La confiance entre les Français et leurs administrations est centrale pour l’équilibre de notre démocratie. Et ce n’est pas le statut à vie des agents qui garantit cet équilibre mais les principes que sont la transparence sur la gestion publique et sur la qualité de nos services publics, la responsabilité des agents, la capacité de contrôle de l’action publique par le Parlement, la Cour des comptes et le Haut conseil des finances publiques, le cadrage de l’endettement par la Constitution pour garantir notre souveraineté et, à terme, notre liberté.     

Cette tribune a été publiée dans les pages de la revue l'Ena hors les murs, en septembre 2021. A voir, en cliquant ici.

Les Français sont, à 60%, favorables à la suppression du statut de la fonction publique et militent pour un statut de contractuel. De leur côté, les agents publics y sont opposés à 69 %, selon un sondage publié en juin 2021.  

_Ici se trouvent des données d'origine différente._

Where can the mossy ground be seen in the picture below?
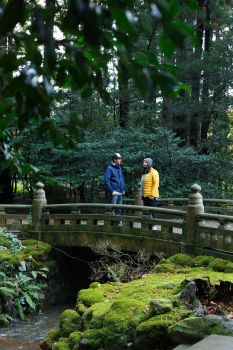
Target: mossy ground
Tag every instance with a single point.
(35, 250)
(118, 315)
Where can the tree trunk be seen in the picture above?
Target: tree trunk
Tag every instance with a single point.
(123, 96)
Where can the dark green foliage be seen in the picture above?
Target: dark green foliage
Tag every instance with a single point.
(21, 285)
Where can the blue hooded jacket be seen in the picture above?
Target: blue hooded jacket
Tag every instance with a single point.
(114, 179)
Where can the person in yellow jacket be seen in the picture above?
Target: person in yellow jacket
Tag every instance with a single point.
(149, 185)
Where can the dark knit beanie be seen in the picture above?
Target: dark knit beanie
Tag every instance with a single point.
(149, 162)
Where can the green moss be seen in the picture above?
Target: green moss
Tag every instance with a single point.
(62, 344)
(52, 337)
(69, 321)
(181, 259)
(218, 264)
(124, 315)
(160, 306)
(120, 313)
(93, 317)
(96, 294)
(164, 267)
(73, 339)
(202, 260)
(92, 339)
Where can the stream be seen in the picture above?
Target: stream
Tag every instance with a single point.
(28, 335)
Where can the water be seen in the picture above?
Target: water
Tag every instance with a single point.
(28, 335)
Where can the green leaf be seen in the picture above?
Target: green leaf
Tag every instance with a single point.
(7, 292)
(20, 310)
(29, 301)
(34, 274)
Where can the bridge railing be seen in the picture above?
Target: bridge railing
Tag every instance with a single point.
(131, 216)
(181, 222)
(215, 232)
(218, 206)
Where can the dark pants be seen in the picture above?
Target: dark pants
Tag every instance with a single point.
(148, 202)
(117, 199)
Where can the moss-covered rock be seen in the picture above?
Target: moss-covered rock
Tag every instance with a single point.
(93, 316)
(91, 339)
(73, 340)
(181, 259)
(202, 260)
(160, 306)
(164, 267)
(218, 264)
(228, 267)
(193, 329)
(143, 312)
(61, 344)
(52, 337)
(69, 321)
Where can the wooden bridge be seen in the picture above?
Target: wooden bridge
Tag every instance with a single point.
(181, 224)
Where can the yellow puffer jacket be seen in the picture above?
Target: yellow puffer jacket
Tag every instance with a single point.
(151, 184)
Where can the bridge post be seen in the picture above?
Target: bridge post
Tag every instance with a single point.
(38, 202)
(137, 198)
(194, 208)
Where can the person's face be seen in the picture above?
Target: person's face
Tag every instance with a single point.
(118, 161)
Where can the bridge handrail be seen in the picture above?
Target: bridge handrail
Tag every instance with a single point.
(205, 200)
(215, 217)
(114, 206)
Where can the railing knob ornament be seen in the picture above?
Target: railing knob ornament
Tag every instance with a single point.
(39, 201)
(194, 208)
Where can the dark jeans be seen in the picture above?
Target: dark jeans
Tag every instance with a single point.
(148, 202)
(117, 199)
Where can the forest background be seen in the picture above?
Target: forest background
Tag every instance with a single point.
(81, 80)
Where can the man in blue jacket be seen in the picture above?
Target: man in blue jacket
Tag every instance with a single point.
(114, 181)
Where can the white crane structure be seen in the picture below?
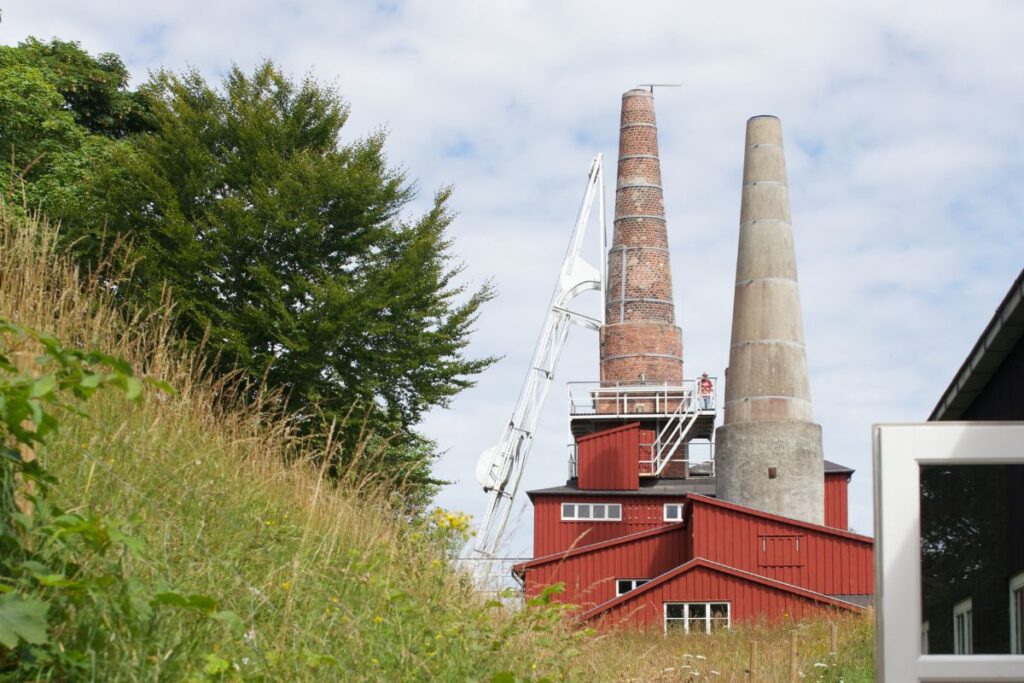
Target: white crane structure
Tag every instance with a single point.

Par ailleurs, les Français, d’un côté souhaitent que tous les salariés soient embauchés selon les mêmes règles, ce qui faciliterait grandement la future convergence des modalités de calcul des retraites du public vers le privé, tandis que les agents publics, continuent, eux, de considérer que leur statut leur permet de mieux servir l’intérêt général… préférant une fonction publique de carrière à une fonction publique d’emploi.

Et si les Français avaient raison ? Si, comme dans tous les pays voisins, le statut était définitivement obsolète ?

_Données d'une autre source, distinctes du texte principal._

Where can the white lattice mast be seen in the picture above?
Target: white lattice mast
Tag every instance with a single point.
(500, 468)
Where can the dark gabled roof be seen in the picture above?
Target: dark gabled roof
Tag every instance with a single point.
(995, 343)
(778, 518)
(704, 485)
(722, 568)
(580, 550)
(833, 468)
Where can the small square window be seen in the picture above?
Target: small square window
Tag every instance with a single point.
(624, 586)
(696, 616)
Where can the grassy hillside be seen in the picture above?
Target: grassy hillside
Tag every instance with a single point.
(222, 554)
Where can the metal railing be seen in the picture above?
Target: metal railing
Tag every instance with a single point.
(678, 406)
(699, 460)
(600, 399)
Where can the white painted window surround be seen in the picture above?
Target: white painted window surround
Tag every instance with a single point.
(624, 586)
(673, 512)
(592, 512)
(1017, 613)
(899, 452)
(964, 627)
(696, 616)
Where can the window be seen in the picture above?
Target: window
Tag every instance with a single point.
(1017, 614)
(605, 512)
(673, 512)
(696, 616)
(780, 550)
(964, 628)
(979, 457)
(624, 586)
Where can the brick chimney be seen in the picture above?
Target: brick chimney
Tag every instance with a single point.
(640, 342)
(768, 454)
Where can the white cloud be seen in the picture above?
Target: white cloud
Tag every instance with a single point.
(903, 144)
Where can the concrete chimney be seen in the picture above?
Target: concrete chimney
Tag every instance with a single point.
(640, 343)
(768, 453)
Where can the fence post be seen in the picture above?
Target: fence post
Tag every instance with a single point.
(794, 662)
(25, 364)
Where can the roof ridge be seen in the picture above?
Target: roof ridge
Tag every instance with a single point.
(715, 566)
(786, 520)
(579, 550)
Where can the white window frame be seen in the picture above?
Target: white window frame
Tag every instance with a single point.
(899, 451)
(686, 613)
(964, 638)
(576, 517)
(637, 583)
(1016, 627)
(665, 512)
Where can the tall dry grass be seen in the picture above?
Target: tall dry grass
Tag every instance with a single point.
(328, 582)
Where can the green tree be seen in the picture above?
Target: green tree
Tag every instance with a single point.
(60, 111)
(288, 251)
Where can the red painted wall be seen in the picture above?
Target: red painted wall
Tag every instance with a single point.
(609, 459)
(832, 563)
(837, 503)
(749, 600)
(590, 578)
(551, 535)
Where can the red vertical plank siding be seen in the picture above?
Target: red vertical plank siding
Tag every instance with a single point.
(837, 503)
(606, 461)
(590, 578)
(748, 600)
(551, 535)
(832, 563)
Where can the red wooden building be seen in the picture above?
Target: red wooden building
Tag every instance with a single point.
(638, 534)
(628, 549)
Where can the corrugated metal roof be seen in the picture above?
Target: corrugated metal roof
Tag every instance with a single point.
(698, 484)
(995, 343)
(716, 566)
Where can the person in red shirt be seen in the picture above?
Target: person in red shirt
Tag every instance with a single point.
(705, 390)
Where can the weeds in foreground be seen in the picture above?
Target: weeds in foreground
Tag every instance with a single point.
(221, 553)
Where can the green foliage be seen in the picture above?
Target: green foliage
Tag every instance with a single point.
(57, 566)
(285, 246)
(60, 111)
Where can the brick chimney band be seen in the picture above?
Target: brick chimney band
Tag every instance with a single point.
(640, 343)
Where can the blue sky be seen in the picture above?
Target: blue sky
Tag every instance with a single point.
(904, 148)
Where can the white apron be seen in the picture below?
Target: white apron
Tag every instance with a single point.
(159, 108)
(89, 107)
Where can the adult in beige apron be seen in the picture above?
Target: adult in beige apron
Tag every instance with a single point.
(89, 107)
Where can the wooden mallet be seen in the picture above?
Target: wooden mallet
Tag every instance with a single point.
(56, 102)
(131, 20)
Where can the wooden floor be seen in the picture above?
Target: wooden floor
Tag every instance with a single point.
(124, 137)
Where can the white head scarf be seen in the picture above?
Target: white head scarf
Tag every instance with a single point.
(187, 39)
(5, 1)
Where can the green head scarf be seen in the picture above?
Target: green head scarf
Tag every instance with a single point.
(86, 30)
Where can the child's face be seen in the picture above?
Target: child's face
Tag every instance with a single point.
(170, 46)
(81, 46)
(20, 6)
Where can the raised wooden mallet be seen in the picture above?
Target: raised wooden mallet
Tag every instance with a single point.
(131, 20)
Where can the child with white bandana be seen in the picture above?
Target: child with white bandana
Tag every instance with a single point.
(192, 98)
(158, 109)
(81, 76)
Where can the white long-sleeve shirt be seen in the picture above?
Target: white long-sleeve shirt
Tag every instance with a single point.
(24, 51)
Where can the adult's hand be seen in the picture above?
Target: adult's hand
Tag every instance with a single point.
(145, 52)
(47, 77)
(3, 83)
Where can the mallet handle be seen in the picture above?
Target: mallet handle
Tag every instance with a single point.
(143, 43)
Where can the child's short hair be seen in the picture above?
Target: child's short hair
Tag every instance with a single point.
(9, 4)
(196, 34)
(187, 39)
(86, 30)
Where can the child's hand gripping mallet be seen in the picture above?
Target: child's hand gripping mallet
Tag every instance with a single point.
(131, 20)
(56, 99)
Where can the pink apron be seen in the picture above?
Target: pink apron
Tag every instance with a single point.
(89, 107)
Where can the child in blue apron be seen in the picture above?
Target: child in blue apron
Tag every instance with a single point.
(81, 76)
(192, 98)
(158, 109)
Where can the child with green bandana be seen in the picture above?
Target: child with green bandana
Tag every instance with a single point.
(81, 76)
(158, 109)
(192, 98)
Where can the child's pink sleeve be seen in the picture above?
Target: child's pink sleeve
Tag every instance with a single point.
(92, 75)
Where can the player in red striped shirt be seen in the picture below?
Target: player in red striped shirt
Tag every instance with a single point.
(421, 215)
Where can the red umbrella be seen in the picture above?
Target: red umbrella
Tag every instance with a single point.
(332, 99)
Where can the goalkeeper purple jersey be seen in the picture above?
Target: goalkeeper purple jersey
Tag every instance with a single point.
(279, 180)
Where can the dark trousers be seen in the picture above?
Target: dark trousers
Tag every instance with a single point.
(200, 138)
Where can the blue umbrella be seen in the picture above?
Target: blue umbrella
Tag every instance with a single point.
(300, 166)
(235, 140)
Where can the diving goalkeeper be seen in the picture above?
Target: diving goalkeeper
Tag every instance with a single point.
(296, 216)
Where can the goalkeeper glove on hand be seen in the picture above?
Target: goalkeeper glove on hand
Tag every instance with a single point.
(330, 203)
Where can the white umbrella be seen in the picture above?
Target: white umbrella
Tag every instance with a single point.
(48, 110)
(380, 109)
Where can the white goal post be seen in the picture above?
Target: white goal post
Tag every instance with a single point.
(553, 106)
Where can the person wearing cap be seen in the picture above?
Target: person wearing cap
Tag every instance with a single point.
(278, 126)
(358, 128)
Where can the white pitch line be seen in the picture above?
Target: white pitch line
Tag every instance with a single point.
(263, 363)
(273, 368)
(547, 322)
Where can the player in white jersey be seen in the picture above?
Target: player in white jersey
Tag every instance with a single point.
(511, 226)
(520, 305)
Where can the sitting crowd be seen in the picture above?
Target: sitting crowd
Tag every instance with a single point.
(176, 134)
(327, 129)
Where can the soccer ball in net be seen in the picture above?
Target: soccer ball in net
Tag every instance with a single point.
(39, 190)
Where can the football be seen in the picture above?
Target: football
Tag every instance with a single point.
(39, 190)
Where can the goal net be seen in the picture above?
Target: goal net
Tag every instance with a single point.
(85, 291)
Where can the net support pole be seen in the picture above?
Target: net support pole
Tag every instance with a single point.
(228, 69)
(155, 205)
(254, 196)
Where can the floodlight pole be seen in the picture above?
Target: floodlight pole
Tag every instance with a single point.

Servir l’intérêt général… mais le médecin libéral, n’est-il pas, lui aussi, au service de ses concitoyens ? Le soldat contractuel en opération extérieure ne sert-il pas aussi bien la France que s’il était titulaire ?  Les ministres du gouvernement issus de la société civile (il y en a trop peu), ne sont, certes, pas fonctionnaires mais ils servent la France… Chaque jour, des millions d’entre nous servent la France et ne sont pas pour autant titulaires d’un statut de la fonction publique… et pour beaucoup (pompiers volontaires, contractuels de la cyberdéfense, etc.) assurent des missions de service public.

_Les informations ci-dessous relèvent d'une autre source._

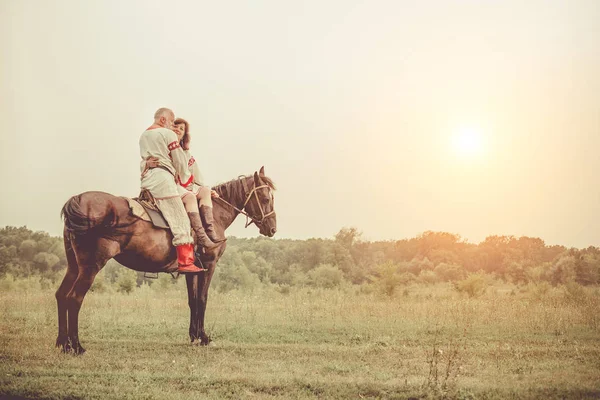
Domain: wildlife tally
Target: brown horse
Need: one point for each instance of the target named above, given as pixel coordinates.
(100, 226)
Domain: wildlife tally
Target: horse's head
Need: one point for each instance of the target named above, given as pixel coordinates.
(260, 203)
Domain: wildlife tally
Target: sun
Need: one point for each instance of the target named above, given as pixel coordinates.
(468, 142)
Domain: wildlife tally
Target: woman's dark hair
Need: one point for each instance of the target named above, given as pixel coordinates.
(185, 141)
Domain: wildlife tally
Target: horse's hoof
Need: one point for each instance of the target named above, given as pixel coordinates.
(78, 350)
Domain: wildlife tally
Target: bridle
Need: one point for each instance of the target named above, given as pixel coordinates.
(250, 218)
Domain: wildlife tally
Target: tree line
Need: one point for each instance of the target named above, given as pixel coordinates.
(427, 258)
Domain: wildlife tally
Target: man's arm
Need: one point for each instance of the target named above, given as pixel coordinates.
(179, 160)
(198, 179)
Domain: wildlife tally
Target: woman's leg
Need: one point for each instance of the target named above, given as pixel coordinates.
(205, 200)
(191, 206)
(189, 201)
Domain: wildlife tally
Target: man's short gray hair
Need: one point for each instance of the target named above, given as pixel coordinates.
(163, 111)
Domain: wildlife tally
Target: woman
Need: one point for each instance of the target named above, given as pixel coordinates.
(194, 191)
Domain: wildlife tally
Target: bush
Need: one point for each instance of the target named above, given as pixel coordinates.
(449, 272)
(539, 290)
(326, 276)
(474, 285)
(388, 278)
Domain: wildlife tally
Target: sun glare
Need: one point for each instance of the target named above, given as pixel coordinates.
(468, 142)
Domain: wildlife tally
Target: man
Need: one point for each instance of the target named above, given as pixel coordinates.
(161, 142)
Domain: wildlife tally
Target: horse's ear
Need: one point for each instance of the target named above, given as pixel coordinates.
(256, 179)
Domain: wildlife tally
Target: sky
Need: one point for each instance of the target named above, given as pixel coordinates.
(395, 117)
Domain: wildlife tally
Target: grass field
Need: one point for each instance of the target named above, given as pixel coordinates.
(425, 342)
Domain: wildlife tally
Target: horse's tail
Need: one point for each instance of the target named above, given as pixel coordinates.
(101, 215)
(76, 221)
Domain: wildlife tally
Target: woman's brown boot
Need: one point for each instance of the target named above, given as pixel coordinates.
(208, 221)
(202, 240)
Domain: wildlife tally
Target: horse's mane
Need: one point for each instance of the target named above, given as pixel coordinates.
(234, 189)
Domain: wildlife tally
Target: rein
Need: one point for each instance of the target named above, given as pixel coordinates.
(252, 219)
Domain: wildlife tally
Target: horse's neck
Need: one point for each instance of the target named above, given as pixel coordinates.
(225, 214)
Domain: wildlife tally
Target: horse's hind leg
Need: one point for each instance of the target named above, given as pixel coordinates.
(90, 259)
(61, 294)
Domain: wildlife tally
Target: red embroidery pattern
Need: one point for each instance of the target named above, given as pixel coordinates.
(188, 183)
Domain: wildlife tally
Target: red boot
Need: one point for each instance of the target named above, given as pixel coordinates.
(185, 259)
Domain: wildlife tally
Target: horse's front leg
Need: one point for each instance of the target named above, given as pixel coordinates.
(192, 281)
(198, 302)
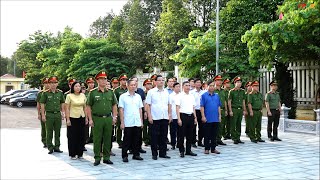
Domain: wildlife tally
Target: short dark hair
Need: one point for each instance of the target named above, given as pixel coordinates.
(209, 82)
(197, 79)
(174, 85)
(185, 82)
(157, 77)
(72, 86)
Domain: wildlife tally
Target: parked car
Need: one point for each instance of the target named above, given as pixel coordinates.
(10, 93)
(26, 100)
(7, 99)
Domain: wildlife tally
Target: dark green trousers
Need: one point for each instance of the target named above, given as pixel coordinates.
(43, 133)
(255, 125)
(53, 125)
(222, 126)
(102, 132)
(236, 123)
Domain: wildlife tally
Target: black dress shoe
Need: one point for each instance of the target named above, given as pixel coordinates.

L’infirmière qui travaille dans une clinique privée met également tout son cœur à soigner ses concitoyens. Le professeur d’école privée sous contrat ou pas, y met autant d’énergie tout comme l’agent de propreté d’une entreprise en délégation de service public, qui tous les jours, ramasse les poubelles de ses concitoyens.   Allons plus loin… l’entrepreneur ne sert-il pas la France aussi… quand il crée des emplois ? Quand il investit ses propres deniers pour créer de la valeur ajoutée et de la croissance ?

Et finalement, nous tous qui payons des impôts pour financer les équipements, les infrastructures, payer les professeurs… ne servons-nous pas aussi, tous les jours, notre pays ?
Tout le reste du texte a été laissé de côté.